We say that the sample space of a random experiment is infinite if there are an infinite number of possible outcomes of that random experiment. The number of infinite outcomes can be of two types – countably infinite or uncountably infinite depending on whether the random variable is discrete or continuous.
Examples of countably infinite sample spaces:
By countably infinite sample space we mean that it is possible to put the possible outcomes in a sequence and count them in a step-by-step manner. Some discrete random variables such as the Poisson distribution and the geometric distribution have a countably infinite number of possible outcomes. Some examples of countably infinite sample spaces are:
- Number of typographical errors in a book. We can have 0 errors, 1 errors, 2 errors, so on in the book. Theoretically speaking there can be any large number of errors in the book up to infinity.
- Suppose an archer wants to hit a mark. Let X be the number of tries the archer misses before hitting the mark. Then X can be equal to 0 if the archer hits the mark at the first try. The value of X can be 1 if the archer hits successfully at the second try.

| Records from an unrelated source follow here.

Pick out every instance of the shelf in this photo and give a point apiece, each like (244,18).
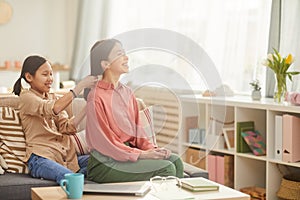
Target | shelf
(224,151)
(249,169)
(250,155)
(297,164)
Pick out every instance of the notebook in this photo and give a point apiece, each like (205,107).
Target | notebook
(133,188)
(199,184)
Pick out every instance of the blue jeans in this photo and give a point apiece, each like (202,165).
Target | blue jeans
(40,167)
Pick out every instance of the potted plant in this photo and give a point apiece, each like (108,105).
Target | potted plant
(256,94)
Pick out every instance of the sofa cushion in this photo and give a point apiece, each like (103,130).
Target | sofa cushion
(18,186)
(12,140)
(80,144)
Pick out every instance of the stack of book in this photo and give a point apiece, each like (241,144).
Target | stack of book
(199,184)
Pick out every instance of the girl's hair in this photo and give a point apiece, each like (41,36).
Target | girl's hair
(31,65)
(100,51)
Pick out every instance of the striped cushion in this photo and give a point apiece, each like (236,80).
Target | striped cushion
(80,143)
(12,140)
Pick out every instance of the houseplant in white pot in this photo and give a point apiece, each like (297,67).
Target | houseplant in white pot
(256,93)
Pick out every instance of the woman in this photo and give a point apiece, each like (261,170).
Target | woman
(49,151)
(120,149)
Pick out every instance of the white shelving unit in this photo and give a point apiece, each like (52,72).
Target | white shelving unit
(249,170)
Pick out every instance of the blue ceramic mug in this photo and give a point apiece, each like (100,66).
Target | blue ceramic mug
(72,184)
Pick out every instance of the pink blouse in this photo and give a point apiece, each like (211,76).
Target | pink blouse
(113,120)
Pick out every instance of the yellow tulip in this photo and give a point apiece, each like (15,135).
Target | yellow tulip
(289,59)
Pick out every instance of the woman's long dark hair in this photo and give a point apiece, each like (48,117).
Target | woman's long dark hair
(30,65)
(99,51)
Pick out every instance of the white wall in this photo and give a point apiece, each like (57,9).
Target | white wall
(45,27)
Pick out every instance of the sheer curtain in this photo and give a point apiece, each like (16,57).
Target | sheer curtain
(91,23)
(234,33)
(290,37)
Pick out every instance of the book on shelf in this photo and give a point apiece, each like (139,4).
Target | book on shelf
(197,136)
(221,169)
(255,141)
(190,123)
(196,157)
(199,184)
(242,146)
(290,138)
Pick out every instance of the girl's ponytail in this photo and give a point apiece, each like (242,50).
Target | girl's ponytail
(18,86)
(30,65)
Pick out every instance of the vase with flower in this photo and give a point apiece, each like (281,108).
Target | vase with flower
(256,94)
(280,65)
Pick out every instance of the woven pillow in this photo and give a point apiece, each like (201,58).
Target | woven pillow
(146,118)
(12,140)
(79,141)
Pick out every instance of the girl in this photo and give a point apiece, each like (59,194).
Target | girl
(120,149)
(49,151)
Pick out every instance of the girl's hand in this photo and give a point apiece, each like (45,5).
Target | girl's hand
(167,152)
(87,82)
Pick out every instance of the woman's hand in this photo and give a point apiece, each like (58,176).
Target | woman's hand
(156,154)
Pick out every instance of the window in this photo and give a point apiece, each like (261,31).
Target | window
(234,33)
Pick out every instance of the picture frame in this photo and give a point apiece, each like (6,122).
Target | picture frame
(229,137)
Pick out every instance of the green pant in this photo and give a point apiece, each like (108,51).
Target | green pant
(103,169)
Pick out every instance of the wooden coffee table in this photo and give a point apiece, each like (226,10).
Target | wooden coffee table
(56,193)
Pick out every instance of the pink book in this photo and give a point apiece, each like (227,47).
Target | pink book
(211,166)
(290,138)
(220,170)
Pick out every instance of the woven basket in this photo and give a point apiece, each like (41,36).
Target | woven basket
(290,187)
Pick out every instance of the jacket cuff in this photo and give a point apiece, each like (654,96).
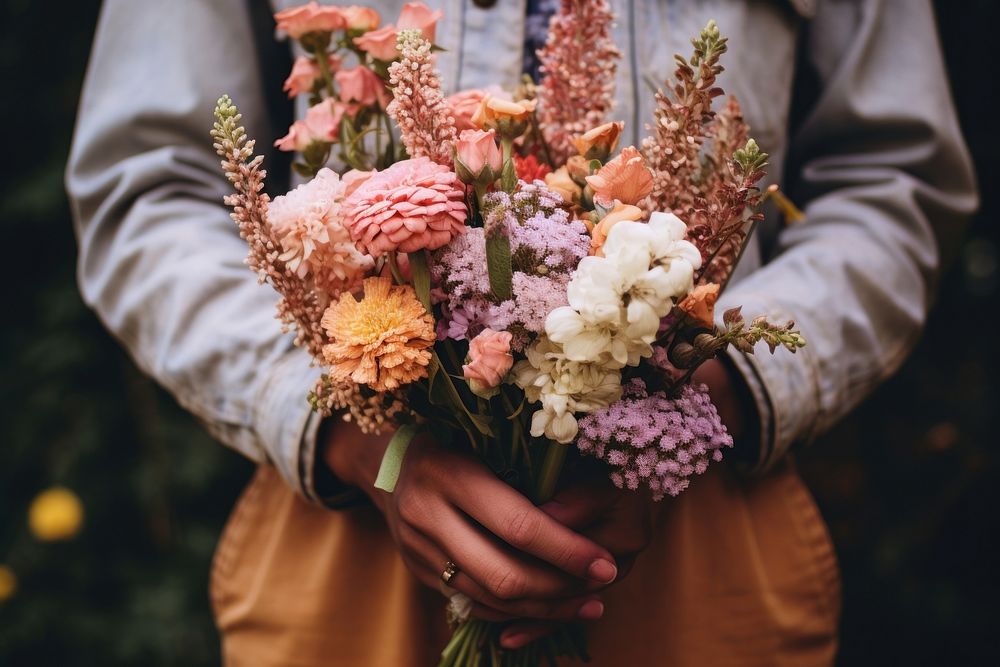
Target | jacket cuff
(783,385)
(286,423)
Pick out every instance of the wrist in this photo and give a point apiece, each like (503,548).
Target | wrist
(732,397)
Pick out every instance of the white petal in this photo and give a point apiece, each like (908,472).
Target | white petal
(563,324)
(667,226)
(563,429)
(587,346)
(539,422)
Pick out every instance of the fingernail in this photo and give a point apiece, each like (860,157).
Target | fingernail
(591,610)
(602,571)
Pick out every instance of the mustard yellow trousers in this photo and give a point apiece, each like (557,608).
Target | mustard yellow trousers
(740,573)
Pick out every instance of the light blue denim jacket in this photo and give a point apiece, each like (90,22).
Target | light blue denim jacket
(878,164)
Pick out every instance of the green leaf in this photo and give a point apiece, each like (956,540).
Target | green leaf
(499,266)
(508,176)
(392,460)
(421,277)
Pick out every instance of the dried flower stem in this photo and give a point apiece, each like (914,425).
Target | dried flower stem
(578,64)
(418,105)
(300,308)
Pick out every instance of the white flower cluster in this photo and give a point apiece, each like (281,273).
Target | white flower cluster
(615,306)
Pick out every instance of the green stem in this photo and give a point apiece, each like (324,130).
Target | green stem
(394,268)
(548,475)
(322,60)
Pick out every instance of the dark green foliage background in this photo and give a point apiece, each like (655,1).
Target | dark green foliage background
(909,483)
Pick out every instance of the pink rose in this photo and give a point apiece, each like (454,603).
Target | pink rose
(322,123)
(304,74)
(413,205)
(311,17)
(489,361)
(360,84)
(297,139)
(418,16)
(353,179)
(479,156)
(625,178)
(323,120)
(464,104)
(379,44)
(360,18)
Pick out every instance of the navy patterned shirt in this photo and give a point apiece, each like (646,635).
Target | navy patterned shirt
(536,29)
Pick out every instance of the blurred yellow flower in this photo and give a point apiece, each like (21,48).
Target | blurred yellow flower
(55,514)
(8,583)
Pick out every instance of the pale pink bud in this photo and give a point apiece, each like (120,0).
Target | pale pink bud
(477,150)
(297,139)
(418,16)
(311,17)
(379,44)
(360,18)
(323,120)
(360,84)
(489,360)
(304,74)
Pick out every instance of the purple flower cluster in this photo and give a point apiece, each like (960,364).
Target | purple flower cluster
(655,440)
(546,247)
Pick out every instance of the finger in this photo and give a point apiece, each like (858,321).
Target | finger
(521,634)
(581,505)
(511,517)
(432,561)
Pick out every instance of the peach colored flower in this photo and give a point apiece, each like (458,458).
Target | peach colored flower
(561,182)
(530,169)
(699,304)
(322,123)
(477,150)
(413,205)
(310,17)
(418,16)
(379,44)
(304,74)
(489,361)
(360,18)
(599,142)
(297,139)
(314,240)
(465,103)
(353,179)
(578,168)
(600,232)
(494,111)
(380,341)
(625,178)
(360,84)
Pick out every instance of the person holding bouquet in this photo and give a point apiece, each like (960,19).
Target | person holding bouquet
(317,566)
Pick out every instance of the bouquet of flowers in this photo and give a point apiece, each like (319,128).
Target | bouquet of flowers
(490,266)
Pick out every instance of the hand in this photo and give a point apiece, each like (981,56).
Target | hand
(620,520)
(514,560)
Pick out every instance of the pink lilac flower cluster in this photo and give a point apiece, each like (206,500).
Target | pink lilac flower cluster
(655,440)
(546,245)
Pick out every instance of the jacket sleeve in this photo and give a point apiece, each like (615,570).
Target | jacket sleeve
(886,180)
(159,259)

The value of X can be 100 if the archer misses for the first 100 times and successfully hits at the 101st trial. This means than X can take any value among the whole numbers up to infinity.

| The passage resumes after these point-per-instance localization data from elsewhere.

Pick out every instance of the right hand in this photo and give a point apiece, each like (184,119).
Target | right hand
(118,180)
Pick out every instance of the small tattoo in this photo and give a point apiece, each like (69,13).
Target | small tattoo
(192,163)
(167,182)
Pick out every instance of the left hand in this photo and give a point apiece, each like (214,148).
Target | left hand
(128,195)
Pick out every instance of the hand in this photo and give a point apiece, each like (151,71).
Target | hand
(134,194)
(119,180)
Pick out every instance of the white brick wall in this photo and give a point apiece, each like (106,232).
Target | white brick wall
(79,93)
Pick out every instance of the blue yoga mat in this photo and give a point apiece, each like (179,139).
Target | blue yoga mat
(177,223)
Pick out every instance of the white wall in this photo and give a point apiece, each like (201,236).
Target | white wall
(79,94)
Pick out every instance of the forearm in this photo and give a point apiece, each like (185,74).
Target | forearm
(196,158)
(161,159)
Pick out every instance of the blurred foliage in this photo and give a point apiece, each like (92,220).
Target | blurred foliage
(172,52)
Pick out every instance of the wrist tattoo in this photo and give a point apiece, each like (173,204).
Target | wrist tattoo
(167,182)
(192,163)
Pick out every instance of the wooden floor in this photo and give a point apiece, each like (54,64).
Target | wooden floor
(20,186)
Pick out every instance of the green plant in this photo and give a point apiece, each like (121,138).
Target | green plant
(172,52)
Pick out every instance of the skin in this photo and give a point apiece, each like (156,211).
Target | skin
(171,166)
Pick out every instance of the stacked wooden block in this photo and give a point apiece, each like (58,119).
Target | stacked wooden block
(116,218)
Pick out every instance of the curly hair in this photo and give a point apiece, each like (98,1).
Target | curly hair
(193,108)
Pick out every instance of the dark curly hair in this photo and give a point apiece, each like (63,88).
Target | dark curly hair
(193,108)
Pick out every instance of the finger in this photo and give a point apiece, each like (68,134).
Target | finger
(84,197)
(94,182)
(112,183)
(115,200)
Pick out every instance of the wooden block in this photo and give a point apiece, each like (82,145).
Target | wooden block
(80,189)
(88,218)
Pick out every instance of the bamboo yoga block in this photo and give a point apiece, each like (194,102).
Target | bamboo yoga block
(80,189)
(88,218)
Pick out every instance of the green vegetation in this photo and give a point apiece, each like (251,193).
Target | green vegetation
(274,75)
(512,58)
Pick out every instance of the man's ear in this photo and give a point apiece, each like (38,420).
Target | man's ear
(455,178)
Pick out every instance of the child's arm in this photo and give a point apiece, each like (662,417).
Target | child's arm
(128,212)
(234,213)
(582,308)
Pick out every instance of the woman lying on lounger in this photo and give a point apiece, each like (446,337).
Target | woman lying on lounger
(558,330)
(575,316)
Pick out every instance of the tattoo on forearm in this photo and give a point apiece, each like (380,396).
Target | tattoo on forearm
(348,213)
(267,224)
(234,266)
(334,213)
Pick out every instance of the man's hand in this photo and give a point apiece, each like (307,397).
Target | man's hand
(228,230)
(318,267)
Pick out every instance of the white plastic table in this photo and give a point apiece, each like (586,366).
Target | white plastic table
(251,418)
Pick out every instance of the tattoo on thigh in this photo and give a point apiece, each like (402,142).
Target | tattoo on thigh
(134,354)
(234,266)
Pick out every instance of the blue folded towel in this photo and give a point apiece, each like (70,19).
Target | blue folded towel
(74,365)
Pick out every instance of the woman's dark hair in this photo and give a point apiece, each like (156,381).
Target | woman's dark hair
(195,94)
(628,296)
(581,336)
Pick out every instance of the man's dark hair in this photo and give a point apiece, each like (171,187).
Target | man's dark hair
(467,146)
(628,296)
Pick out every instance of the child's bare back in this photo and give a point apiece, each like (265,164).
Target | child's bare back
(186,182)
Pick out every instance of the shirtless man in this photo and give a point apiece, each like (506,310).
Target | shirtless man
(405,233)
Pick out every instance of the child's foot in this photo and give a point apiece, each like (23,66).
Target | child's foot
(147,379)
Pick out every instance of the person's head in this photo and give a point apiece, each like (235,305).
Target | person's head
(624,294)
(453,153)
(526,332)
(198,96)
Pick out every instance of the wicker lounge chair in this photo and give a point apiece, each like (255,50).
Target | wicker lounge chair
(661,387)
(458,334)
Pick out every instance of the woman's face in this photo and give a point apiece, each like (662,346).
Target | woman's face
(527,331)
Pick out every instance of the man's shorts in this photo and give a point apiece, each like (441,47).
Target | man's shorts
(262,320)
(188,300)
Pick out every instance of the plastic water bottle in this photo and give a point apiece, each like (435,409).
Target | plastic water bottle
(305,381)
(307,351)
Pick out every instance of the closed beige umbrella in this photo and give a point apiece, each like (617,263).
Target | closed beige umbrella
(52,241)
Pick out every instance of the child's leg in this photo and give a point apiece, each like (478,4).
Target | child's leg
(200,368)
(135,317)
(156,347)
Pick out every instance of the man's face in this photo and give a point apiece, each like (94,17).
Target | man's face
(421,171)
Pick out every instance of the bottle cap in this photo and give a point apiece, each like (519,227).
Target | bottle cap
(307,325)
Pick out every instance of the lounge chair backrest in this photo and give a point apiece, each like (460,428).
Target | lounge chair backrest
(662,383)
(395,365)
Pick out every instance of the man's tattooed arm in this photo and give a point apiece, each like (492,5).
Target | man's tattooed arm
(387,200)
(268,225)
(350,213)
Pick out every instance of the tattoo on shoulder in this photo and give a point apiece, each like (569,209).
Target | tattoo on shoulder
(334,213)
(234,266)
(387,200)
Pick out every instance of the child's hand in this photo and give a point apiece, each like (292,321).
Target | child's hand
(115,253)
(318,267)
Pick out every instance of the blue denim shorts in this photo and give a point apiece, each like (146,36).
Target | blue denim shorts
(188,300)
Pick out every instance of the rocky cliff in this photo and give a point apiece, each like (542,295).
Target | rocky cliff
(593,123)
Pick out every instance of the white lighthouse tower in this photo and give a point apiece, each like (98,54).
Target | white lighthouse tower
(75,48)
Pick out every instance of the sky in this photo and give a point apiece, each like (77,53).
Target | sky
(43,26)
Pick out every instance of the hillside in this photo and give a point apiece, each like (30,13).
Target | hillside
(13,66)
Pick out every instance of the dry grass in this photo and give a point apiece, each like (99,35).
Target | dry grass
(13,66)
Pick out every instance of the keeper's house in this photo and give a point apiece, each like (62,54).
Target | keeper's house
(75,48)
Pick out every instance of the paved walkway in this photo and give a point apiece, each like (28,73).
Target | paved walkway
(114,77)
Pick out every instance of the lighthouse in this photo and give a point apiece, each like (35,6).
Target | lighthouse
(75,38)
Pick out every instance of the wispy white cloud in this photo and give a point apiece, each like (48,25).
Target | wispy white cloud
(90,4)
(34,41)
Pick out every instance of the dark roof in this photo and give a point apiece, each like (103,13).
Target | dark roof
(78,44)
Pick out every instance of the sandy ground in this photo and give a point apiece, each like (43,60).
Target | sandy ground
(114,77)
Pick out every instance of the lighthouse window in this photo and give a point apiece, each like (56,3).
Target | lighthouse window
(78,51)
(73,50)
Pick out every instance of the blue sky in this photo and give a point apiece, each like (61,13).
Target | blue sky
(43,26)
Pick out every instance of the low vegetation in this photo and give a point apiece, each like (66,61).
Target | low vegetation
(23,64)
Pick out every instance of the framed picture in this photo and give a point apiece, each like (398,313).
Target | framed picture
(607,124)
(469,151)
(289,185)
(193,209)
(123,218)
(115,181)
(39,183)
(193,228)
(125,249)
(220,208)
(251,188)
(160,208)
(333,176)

Examples of uncountably infinite sample spaces:
By an uncountably infinite sample space, we mean that the number of possible outcomes is so large that it is impossible to count them in a sequential manner. For instance, the set of real numbers is an uncountably infinite set as we cannot predict the number that comes after any given number. All continuous random variables such as the uniform distribution, exponential distribution, and normal distribution have an uncountably infinite number of possible outcomes. Some examples of uncountably infinite sample spaces are:
- Let X denote the weight of a person randomly chosen in a particular city. The X takes uncountably infinite values since the weight of the person could be 75kgs or 75.75 kgs or 75.12 kgs or 75.10 kgs, etc. The possible values of X are too many to explicitly ennumerate and there is a spectrum of possible values for X. The random variable X is this case can be modelled using the normal distribution.
- Suppose a person is waiting for a train at the railway station. Let X denote the waiting time of the person. Then X takes uncountably many values since the person may have to wait for 1 minute or 1.5 minutes or 1.75 minutes or 1.995 minutes, etc. Clearly there are too many possible cases and counting them is not possible. The waiting time can be modelled using the exponential distribution.